The question is, when did rent become so unaffordable? 

It started with the bigger cities. Eager new graduates and Millennials came flocking to popular cities, and there simply weren't enough units to support the demand. The solution? Raise rent. In fact, this is the exact moment when some of the big cities became unaffordable:

unaffordable cities

Try moving to Los Angeles on an entry-level salary. It probably won't be fun. However, this is the reality that many of our Millennials are currently dealing with. They want to live in these big, thriving cities that are exploding with opportunities for employment, but they can't quite survive on the salaries their qualifications grant them. 

Let's add some hefty student debt payments onto their high rent payments, and we can pretty much call it a day. Millennials have to be extremely responsible with their budgeting if they want to take a stab at living in one of these cities. The best thing you can do is to keep this in mind as you relocate talent.

So what exactly is "affordable rent?" 

Newsweek explains affordable rent as 30% or less of one’s income.

Those who are moderately rent-burdened spend between 30% and 50% of their income on rent.

And lastly, those who are severely-rent burdened spend more than 50% of their income on rent.

Unfortunately, many of us are creeping our way towards that third bucket. 

We aren't saying don't recruit and relocate Millennials—Millennials are excellent candidates for a relocation and typically are your group that wants to move. Just make sure they know what they're getting themselves into, and help them as they navigate their way to their new city. cost of living in top cities

Do your research and make sure you are placing transferees in places where they can thrive on the salary you've provided. You have better insight into areas where rent might be a little cheaper, resources where transferees can find roommates, or just tips on how to save some money in your city. Try to get your hands on resources and data like the graph pictured (source: tech.co), as it can be helpful to use numbers as you guide transferees through their relocation (or, through the decision if this relocation is the right step for them). 

It's also important to understand not just where you stand nationally, but internationally as well. For example, Chicago was recently ranked the #7 most expensive city in the world. That's right, the world. It's cheaper to live in Tokyo than it is to live in Chicago.

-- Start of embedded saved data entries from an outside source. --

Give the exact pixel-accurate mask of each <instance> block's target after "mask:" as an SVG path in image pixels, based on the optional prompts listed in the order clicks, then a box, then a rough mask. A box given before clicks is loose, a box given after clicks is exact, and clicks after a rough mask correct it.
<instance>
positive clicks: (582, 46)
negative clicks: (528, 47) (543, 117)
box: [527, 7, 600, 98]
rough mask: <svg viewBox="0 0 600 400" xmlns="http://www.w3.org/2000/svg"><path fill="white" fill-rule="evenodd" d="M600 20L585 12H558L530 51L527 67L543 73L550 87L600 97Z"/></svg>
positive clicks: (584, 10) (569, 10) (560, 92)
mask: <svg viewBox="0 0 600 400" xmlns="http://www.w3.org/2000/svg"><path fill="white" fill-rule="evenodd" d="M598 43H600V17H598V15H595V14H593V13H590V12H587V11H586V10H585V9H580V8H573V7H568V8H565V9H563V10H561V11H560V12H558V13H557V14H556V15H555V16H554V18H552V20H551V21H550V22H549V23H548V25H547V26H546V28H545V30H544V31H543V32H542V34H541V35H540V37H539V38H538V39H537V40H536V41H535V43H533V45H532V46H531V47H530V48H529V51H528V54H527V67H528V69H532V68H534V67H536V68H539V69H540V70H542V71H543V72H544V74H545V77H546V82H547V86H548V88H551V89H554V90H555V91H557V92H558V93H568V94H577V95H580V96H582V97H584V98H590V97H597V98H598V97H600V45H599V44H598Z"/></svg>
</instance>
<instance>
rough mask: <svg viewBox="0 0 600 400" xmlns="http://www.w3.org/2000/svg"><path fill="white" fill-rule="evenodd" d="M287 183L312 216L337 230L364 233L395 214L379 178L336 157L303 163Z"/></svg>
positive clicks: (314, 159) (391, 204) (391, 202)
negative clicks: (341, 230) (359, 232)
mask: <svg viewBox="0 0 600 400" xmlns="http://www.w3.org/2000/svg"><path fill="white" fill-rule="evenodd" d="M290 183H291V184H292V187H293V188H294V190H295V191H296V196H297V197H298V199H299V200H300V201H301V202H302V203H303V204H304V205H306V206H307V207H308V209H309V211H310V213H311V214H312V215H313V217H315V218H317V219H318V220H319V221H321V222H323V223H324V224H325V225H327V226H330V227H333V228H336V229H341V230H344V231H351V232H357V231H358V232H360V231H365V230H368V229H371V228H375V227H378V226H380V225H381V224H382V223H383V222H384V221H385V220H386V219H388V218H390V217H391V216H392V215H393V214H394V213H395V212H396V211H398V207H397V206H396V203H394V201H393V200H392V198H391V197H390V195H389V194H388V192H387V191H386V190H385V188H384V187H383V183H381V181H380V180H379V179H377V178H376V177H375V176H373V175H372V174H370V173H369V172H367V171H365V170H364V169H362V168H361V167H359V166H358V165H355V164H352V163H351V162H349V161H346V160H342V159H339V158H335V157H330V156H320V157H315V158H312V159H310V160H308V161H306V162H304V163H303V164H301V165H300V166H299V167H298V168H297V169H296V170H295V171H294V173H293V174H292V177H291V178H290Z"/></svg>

Understanding where your city ranks on an international level is important as you relocate expatriates and begin to broaden your reach and expand globally. 

Renting is simply a truth that many of us have to come to terms with. Until Millennials are at a point where they can start making investments in homes and longer-term housing options, this is the reality. All we can do is stay up to date with where the current market is at and adjust accordingly as certain cities go through spikes and dips. 

Give all your renters a hug today, they need it.